Market Share. Management shared that their overall market share in Malaysia’s F&B segment has grown to approximately 16%.

Expiry of the Group’s Halal Certification Tax Incentive. The recent expiry of the group’s favourable halal tax incentive should see the group’s effective tax rate to average higher in FY18. We expect the group’s effective tax rate to be around 22-23% going forward (FY17: 20.6%)

Coffee Conundrum. Nestle shared that their coffee mix segment is currently facing stiff competition as competitors are slashing prices in attempt to claim market share. Nestle guided that consumers of this segment are very receptive to cheap prices (i.e. high price elasticity), indicating poor brand loyalty. Nestle’s competitors in this segment include Ah Huat, Oldtown, Super and Alicafe.

Price Increases An Act of Last Resort. Nestle continued to emphasise that they see increasing prices as an act of last resort, preferring to drive profitability via volume increase or garnering better internal or external efficiencies.

Better Top Line Expected. We expect the group’s top line to grow by 7.5% in FY18 supported by improved consumer sentiment and higher disposable income spurred by government cash injections and stronger Ringgit. Additionally, the group shared that they expect to increase A&P spending in FY18 in order to drive volume growth after a prudent year in FY17 which was plagued by sluggish consumer spending.
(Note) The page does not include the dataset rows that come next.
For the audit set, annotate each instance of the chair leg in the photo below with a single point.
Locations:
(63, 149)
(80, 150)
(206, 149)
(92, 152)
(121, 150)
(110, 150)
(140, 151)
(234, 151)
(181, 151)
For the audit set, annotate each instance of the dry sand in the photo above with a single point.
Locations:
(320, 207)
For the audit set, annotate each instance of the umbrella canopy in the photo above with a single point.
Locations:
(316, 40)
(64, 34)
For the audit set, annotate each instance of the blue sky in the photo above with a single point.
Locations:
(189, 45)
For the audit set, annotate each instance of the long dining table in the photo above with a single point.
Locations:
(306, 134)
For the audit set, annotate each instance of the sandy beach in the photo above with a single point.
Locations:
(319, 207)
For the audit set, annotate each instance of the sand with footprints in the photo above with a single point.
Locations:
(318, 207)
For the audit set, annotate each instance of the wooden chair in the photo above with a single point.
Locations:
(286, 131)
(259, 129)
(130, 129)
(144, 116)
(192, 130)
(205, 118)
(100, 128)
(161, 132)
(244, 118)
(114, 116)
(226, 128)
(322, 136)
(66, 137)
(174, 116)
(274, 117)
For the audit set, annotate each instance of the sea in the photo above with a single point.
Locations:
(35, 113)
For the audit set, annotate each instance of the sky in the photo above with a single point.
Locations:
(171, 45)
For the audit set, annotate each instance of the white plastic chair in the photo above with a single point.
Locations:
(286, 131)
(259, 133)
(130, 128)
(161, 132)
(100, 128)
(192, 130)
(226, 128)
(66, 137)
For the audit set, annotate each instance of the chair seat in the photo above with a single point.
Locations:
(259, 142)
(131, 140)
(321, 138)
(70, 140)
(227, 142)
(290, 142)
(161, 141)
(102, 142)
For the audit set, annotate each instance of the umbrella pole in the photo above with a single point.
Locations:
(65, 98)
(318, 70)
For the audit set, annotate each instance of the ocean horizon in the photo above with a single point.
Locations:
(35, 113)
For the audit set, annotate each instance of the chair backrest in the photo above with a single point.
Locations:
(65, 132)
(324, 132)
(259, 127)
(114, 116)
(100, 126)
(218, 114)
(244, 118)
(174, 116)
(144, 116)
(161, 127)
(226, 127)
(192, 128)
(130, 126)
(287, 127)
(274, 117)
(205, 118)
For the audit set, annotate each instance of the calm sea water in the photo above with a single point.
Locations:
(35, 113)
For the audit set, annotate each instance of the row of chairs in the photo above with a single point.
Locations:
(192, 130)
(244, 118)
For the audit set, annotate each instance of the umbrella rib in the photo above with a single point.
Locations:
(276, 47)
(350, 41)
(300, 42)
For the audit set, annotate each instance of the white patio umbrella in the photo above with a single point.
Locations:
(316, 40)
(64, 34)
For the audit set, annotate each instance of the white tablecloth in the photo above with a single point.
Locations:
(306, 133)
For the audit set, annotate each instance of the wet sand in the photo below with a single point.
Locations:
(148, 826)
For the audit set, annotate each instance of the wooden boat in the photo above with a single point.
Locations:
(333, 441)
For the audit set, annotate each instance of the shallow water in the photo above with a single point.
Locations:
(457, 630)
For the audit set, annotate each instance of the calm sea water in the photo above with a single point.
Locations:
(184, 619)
Outlook: Rebounding consumer spending in FY18 should benefit Nestle’s top line. Additionally, stronger ringgit and cheaper key commodity prices should result in lower input costs going forward (Figure #1). Note that approximately 50% of the group’s raw materials are imported. Despite this, we only expect to see improved margins in 2H18 due to lag effect from existing hedging contracts. We forecast gross profit margins to increase from 36.7% in FY17 to 40.3% in FY18.

Forecast. As the briefing yielded no major surprises, we retain our earnings forecast.

Maintain SELL. Despite favourable domestic consumption indicators, we maintain SELL call as we feel that valuations are unjustifiably rich. At current price, Nestle is trading at 44.6x FY18 P/E and yielding an unattractive 2.2% in dividend. In comparison, its holding-co in Switzerland trades at 19.7x FY18 P/E while its sister-co in Nigeria trades at 29.3x P/E. We opine that Nestle’s entry into the MSCI and KLCI index in late-2017 may have forcefully inflated its share price due to accumulation from index tracking funds. We maintain our TP of RM112.30 based on DDM valuation methodology (r: 6.8%, TG: 3.5%).